Common Myths About Mindfulness: Part 1

Myth #1 Choiceless Awareness is the “Purest” Practice of Mindfulness

This belief is strongly associated with the mistaken idea of non-conceptual awareness. Often the same yogis who believe that concepts are a problem for meditators also believe that intentionally directed mindfulness corrupts their experience of reality.

The moment by moment change in focus that consciousness experiences is entirely conditioned by a variety of dynamics within the mind such as sensory stimulus, inner forces of desire or aversion, associative memory, fear, restlessness, and of course intention. Directed intention is only one among many possible factors conditioning the attention. Nor is it necessarily the strongest one, as experienced when our mind wanders against our will. No matter how hidden these conditioning processes might seem, they are always present.

Intention itself, as a conditioning mental factor is not in any way a barrier to the development of wisdom and concentration. It does not occlude the recognition of any aspect or function of conscious experience, including its own.

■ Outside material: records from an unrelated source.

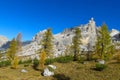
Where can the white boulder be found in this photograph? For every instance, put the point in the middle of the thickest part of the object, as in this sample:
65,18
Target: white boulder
24,71
47,72
102,62
52,66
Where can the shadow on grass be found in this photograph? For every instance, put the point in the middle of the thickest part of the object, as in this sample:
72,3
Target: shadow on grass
61,77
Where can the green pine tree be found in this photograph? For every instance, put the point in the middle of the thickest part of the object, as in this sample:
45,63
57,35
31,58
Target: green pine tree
47,43
104,46
76,44
12,50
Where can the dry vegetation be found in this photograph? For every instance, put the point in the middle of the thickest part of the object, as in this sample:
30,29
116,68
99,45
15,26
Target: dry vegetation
64,71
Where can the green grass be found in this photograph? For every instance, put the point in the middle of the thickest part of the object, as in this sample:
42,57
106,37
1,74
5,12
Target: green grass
65,71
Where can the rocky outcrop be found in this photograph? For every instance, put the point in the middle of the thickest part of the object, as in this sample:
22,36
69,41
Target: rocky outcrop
3,41
63,39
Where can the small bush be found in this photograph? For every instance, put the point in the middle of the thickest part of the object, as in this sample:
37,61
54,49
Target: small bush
49,61
26,65
5,63
35,63
82,59
64,59
50,69
100,67
25,62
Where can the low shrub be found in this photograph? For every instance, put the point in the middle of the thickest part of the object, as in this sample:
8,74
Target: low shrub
64,59
50,69
5,63
100,67
25,62
50,61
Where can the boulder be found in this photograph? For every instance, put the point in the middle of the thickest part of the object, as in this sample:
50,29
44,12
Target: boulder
52,66
24,71
47,72
102,61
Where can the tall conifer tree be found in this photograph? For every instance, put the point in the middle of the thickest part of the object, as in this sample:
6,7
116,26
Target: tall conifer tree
76,44
104,46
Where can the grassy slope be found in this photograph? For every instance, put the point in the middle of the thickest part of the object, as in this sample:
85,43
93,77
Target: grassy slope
66,71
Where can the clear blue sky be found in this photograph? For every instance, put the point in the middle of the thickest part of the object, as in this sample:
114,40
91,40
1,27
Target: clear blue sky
31,16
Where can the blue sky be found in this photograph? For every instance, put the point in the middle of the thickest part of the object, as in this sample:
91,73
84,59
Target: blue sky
32,16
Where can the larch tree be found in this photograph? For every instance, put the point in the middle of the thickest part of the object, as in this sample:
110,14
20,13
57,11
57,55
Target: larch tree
47,43
12,50
76,44
42,59
104,47
19,42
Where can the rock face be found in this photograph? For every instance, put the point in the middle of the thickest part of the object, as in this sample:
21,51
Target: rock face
63,39
3,40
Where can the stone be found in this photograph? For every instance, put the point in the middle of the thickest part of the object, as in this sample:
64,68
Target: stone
47,72
24,71
102,61
52,66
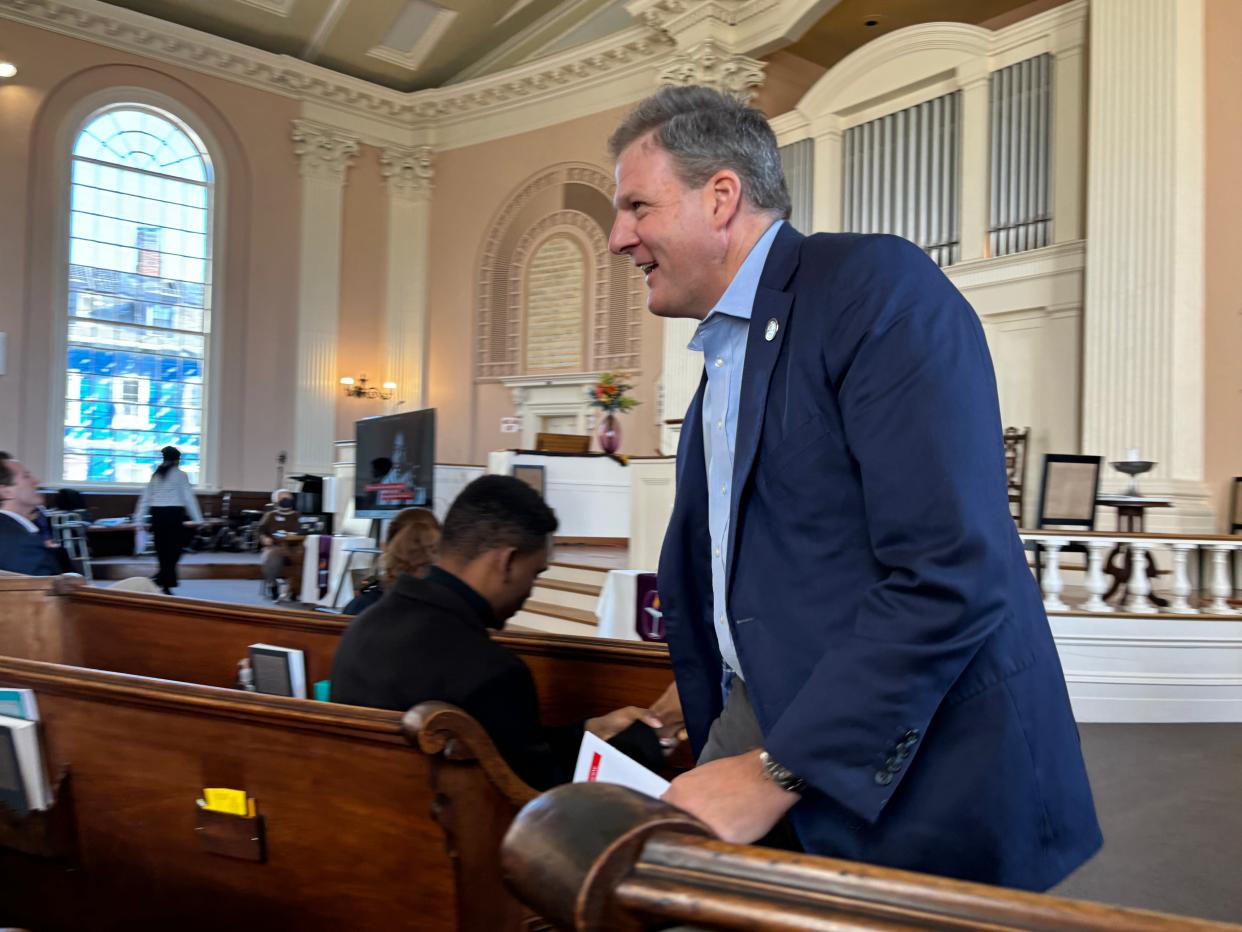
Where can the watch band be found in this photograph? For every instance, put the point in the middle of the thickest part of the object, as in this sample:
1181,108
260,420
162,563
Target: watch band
781,776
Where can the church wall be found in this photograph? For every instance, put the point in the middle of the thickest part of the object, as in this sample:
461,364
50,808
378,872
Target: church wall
1222,331
472,184
253,369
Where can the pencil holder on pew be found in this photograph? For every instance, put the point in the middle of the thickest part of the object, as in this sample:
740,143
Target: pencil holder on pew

Even in so called “choiceless” awareness, the subtle presence of intention occurs as embodied in reactive mind states such as desire, anger or thought. These too are volitional mental formations. All such mind states that “have an agenda” contain the quality of intention within themselves. In reality “choiceless awareness” is only attention whose conditioning is unpenetrated by mindfulness and insight, and unaccompanied by clear comprehension.

Additionally, allowing one’s attention to float free in this way, will make three things particularly difficult: the development of concentration, the development of energy and insight into intention and its associated conditioning.

The development of concentration will be more difficult because the undirected mind lacks stability, an essential feature of one-pointed stable attention. Volitionally directed attention is first embodied by applied thought, vitakka, which becomes the basis for the development of the other jhana factors as they mature towards ekagatta one-pointedness. Without the development of vitakka requiring effort, energy will lag, leaving the mind burdened with dullness or stiffness. Because intention is not consciously deployed in the practice of so called choiceless awareness, the intentions that are operating in the mind are less clearly seen. Without seeing them, the yogi will be slow to recognize the nature and function of the preceding formations that condition the arising of that intention. Without the sharper focus provided by intentionally directed attention it is also harder to recognize the vanishing of volitional mental formations and how their disappearance changes the experience of the mind stream. In other words, without the use of directed intention, insight into conditionality is greatly hampered. Without a full spectrum of insight into the conditioning processes of our subjective reality, the Progress of Insight may fail develop properly. The environment of undirected attention is therefore anemic of concentration, energy and the insight, three of the five controlling faculties responsible for the successful evolution of our practice.

When practice matures into Knowledge of Equanimity Towards Formations, a kind of choiceless awareness becomes possible, in that the illusion of the one who directs attention is now absent, and all states either directed or undirected by volition are spontaneously seen as ownerless. At this stage the mind is sufficiently developed so as to see little difference between directed and undirected attention. The presence or absence of volitional mental formations are simply different expressions of the conditioned processes of impermanent formations.

The path along which our minds must evolve to come upon the experience of the Unconditioned is quite precise. The ability to discover this precise point of balance in the development of the mind’s faculties is one of the features that makes the Theravada teachings so unique, leaving no room for personal predilections or intellectual prejudice. To be successful, we must train our attention so as to achieve the necessary balance and development of the faculties. Because of this very precise requirement and the defiled mind’s natural tendency to go astray, the meditator’s efforts must be regularly adjusted by the teacher to ensure that progress remains on course. In the end, it is not the method itself that achieves the goal, but the carefully balanced evolution of the faculties that leads the mind to emergence from the conditioned series. This precision requires refined tuning, something that does not naturally evolve from free-floating awareness.